「供給いつ」「体制は」前例ない事業に課題山積…コロナワクチン自治体調査【市町村別一覧表】


この記事を書いた人 Avatar photo 田吹 遥子

 「移動が困難な施設入所者は、どのようにすればいいのか」「副反応への対応は」「医療体制の構築が難しい」―。新型コロナウイルス感染症のワクチン接種に向けて、県内の自治体が準備を進めている。16歳以上の全住民を対象とした予防接種という、前例のない大規模な事業になる。各自治体は不安の中で準備に取り組んでいる。

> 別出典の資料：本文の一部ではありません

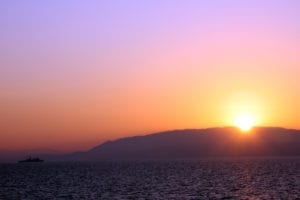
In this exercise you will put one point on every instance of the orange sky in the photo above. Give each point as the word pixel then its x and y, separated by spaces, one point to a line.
pixel 77 79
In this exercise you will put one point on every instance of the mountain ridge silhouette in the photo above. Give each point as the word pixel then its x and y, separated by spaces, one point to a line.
pixel 197 143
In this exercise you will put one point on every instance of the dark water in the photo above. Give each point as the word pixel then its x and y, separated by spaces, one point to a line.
pixel 206 179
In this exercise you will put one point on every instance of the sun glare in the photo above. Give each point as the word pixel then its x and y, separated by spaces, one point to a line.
pixel 245 122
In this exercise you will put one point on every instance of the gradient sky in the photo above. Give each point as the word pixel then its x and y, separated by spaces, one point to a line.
pixel 76 73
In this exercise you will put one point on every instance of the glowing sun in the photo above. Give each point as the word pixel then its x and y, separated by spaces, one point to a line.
pixel 244 121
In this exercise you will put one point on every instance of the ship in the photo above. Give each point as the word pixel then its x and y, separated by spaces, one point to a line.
pixel 31 160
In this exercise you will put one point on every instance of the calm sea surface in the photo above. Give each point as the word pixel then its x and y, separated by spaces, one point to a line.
pixel 205 179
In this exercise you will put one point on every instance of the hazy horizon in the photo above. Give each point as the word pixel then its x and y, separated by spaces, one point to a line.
pixel 74 74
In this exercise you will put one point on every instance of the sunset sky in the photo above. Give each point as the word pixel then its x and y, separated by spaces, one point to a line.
pixel 76 73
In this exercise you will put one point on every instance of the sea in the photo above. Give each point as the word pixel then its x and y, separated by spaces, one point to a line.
pixel 215 178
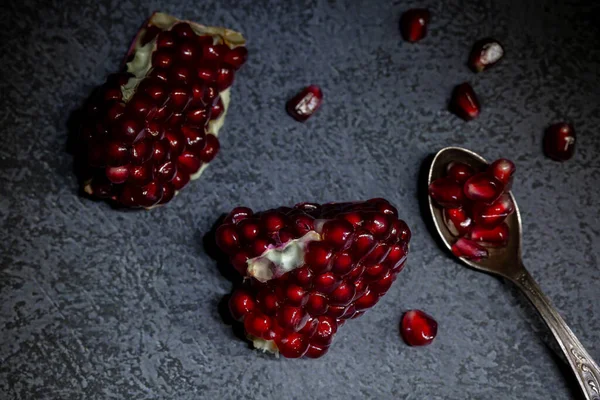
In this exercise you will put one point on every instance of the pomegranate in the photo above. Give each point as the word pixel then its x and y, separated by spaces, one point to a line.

 現時点でワクチンの供給時期は不透明なままで、各自治体は頭を悩ませている。ワクチンの接種時期を明示できていない宜野座村の担当者は「供給量や時期などが分からないため、具体的な計画が立てにくく、準備が難しい」と苦慮している。ワクチン供給の遅延は接種券の配布や、その後の対応にも影響しそうだ。久米島町の担当者は「国の指示では接種券の発送は3月となっている。接種開始が遅れた場合、接種券の紛失などが多数発生することが懸念される」と述べる。

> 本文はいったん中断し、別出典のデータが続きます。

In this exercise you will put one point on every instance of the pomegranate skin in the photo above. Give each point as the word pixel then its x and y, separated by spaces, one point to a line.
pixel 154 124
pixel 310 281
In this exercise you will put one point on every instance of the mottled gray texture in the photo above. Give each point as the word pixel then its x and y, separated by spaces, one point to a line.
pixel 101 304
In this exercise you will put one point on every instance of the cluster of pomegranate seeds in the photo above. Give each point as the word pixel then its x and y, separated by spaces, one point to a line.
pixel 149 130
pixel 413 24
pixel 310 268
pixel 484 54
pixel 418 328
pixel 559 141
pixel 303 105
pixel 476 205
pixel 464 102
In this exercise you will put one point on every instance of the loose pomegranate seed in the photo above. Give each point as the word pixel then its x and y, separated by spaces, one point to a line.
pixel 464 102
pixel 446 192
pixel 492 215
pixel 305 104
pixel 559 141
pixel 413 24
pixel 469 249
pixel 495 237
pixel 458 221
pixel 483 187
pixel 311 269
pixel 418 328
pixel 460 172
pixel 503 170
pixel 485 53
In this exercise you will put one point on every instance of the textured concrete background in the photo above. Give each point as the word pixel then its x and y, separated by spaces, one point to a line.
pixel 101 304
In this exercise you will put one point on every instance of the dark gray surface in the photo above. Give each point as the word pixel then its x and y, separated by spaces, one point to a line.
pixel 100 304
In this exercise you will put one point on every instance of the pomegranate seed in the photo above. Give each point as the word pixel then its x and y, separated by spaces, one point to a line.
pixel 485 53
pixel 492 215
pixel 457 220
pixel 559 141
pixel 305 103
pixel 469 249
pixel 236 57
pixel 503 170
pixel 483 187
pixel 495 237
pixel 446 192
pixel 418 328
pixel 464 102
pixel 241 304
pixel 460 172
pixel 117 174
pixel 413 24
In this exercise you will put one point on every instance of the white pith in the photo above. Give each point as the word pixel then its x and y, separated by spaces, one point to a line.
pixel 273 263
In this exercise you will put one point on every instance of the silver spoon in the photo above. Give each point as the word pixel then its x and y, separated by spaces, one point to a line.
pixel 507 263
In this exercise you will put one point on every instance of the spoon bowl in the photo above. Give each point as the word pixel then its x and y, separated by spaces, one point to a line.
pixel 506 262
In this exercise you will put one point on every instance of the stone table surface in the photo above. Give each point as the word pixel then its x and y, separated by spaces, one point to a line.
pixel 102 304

 医療体制の構築にも多くの自治体が頭を抱えている。宜野湾市の担当者は「医師は通常の診療を継続しながらワクチン接種に協力していただく。並行して実施するワクチン接種の調整が難しい」と指摘する。接種に伴う医療機関でのシステム入力作業など、事務作業が発生することにも触れて「医療機関の負担が大きい」としている。

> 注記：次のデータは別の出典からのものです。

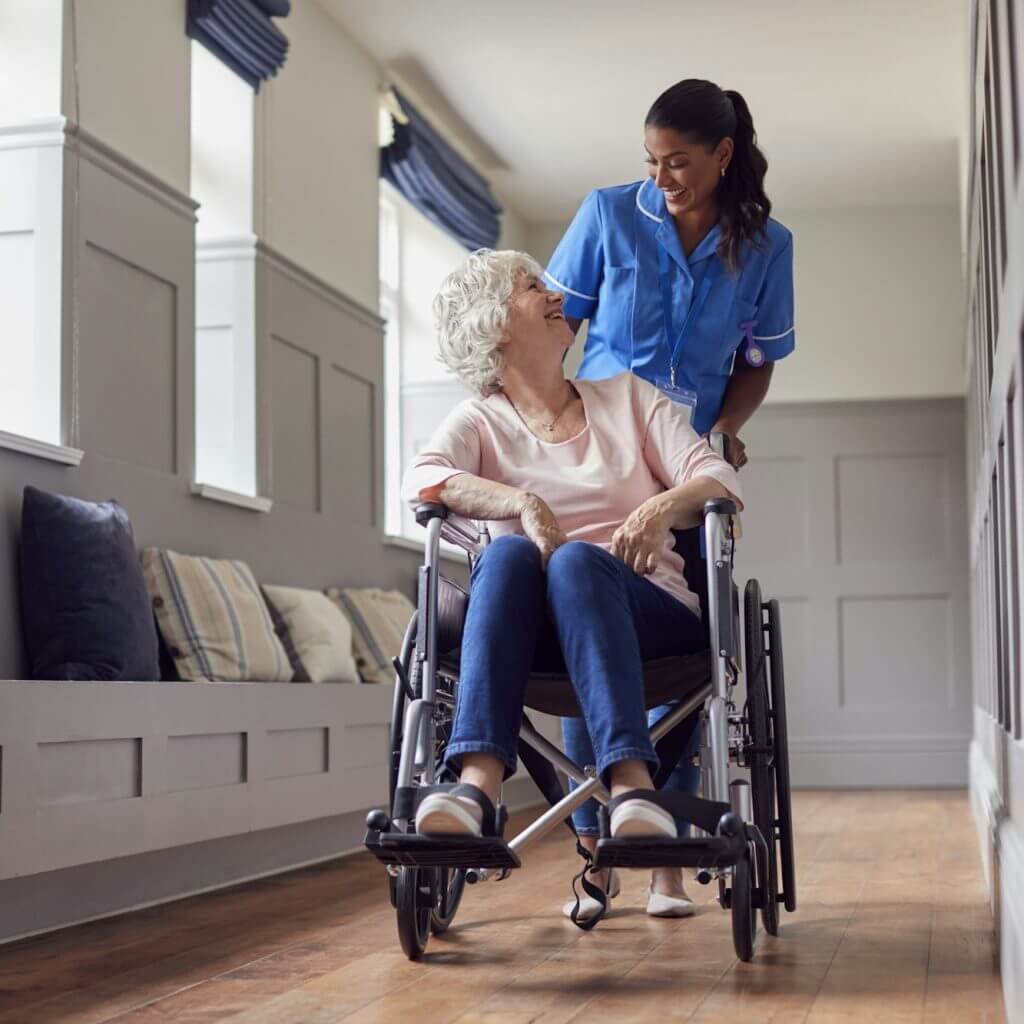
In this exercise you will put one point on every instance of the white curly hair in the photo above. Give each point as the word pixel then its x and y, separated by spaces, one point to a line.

 西原町の担当者は「接種券の送付(案内)に実施医療機関や日程を入れることができない。町や医療機関への問い合わせが多く寄せられ、現場が混乱しないか」と不安視する。「クリニックなどで個別接種を引き受けてもらえるのか」(南風原町)との意見もある。高齢者施設入所者など、集団接種や医療機関での接種が困難な人にどのように対応するかなど、さまざまな課題を指摘する声があった。